# Gold Top Item Analytics Notebook

This notebook builds a gold-level analytics mart for top item views by platform and year. The workflow includes:
* Importing required libraries
* Loading and cleaning the silver event data from [workspace.silver_layer.silver_event](#table)
* Filtering for item view events and aggregating views per item/year
* Identifying the most used platform for each item/year
* Ranking items by popularity within each year
* Saving the final results to [workspace.gold_layer.gold_top_item](#table)

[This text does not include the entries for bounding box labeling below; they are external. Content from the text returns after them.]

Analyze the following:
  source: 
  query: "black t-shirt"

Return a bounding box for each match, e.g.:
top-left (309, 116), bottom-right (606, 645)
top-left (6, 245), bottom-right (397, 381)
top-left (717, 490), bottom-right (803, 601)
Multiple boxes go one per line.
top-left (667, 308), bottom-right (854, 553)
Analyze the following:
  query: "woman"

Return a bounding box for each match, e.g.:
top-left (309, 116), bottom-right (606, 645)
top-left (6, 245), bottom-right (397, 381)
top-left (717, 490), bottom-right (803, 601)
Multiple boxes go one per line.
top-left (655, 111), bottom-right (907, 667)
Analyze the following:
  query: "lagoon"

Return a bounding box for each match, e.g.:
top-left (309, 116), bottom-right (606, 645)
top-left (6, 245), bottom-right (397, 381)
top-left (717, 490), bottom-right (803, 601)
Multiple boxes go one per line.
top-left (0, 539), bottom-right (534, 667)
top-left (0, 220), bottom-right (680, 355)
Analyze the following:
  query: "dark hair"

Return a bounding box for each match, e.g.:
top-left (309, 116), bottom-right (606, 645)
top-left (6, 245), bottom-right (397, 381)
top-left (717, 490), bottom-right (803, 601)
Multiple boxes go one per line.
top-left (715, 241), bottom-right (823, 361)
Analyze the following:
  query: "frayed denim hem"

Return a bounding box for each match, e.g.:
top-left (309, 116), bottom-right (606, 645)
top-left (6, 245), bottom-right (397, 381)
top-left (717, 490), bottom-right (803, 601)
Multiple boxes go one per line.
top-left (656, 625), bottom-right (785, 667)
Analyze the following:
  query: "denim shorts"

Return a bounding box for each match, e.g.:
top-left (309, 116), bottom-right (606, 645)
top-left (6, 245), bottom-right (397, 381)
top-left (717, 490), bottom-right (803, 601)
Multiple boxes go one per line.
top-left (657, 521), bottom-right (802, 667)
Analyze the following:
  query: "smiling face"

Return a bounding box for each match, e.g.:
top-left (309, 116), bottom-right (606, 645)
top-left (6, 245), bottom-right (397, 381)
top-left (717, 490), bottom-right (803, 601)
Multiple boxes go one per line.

Use this notebook to analyze item popularity trends and platform usage over time.

### Import Libraries

In [0]:
from pyspark.sql import functions as F
from pyspark.sql.window import Window

### Define Function

### Load Data

In [0]:
# Load silver_event table from workspace.silver_layer without technical columns
technical_cols = ["tc_ingestion_timestamp", "tc_source_file", "tc_bronze_id"]
silver_event_df = spark.read.table("workspace.silver_layer.silver_event").drop(*technical_cols)

# Display heads for verification
print("Silver Event Table Sample:")
display(silver_event_df.limit(10))

In [0]:
# Top Item Analytics from silver_event_df
# 1️⃣ Filter for item views only (event_name == 'view_item')
df_silver_view = silver_event_df.filter(F.col("event_name") == "view_item")

# 2️⃣ Total views per item per year
views_df = (
    df_silver_view.groupBy("event_parameter_value", "event_year")
      .agg(F.count("*").alias("total_views"))
      .withColumnRenamed("event_parameter_value", "item_id")
)

# 3️⃣ Most used platform per item/year
platform_counts = (
    df_silver_view.groupBy("event_parameter_value", "event_year", "event_platform")
      .agg(F.count("*").alias("platform_views"))
)

platform_window = (
    Window.partitionBy("event_parameter_value", "event_year")
          .orderBy(F.desc("platform_views"))
)

top_platform_df = (
    platform_counts
        .withColumn("rn", F.row_number().over(platform_window))
        .filter("rn = 1")
        .select(
            F.col("event_parameter_value").alias("item_id"),
            "event_year",
            "event_platform"
        )
)

# 4️⃣ Rank items within each year based on total views
rank_window = Window.partitionBy("event_year").orderBy(F.desc("total_views"))

ranked_df = views_df.withColumn("item_rank", F.rank().over(rank_window))

# 5️⃣ Join into final mart
top_item_df = (
    ranked_df.join(top_platform_df, ["item_id", "event_year"], "left")
)

### Save Table

In [0]:
# Save Gold table
top_item_df.write.mode("overwrite").saveAsTable("workspace.gold_layer.gold_top_item")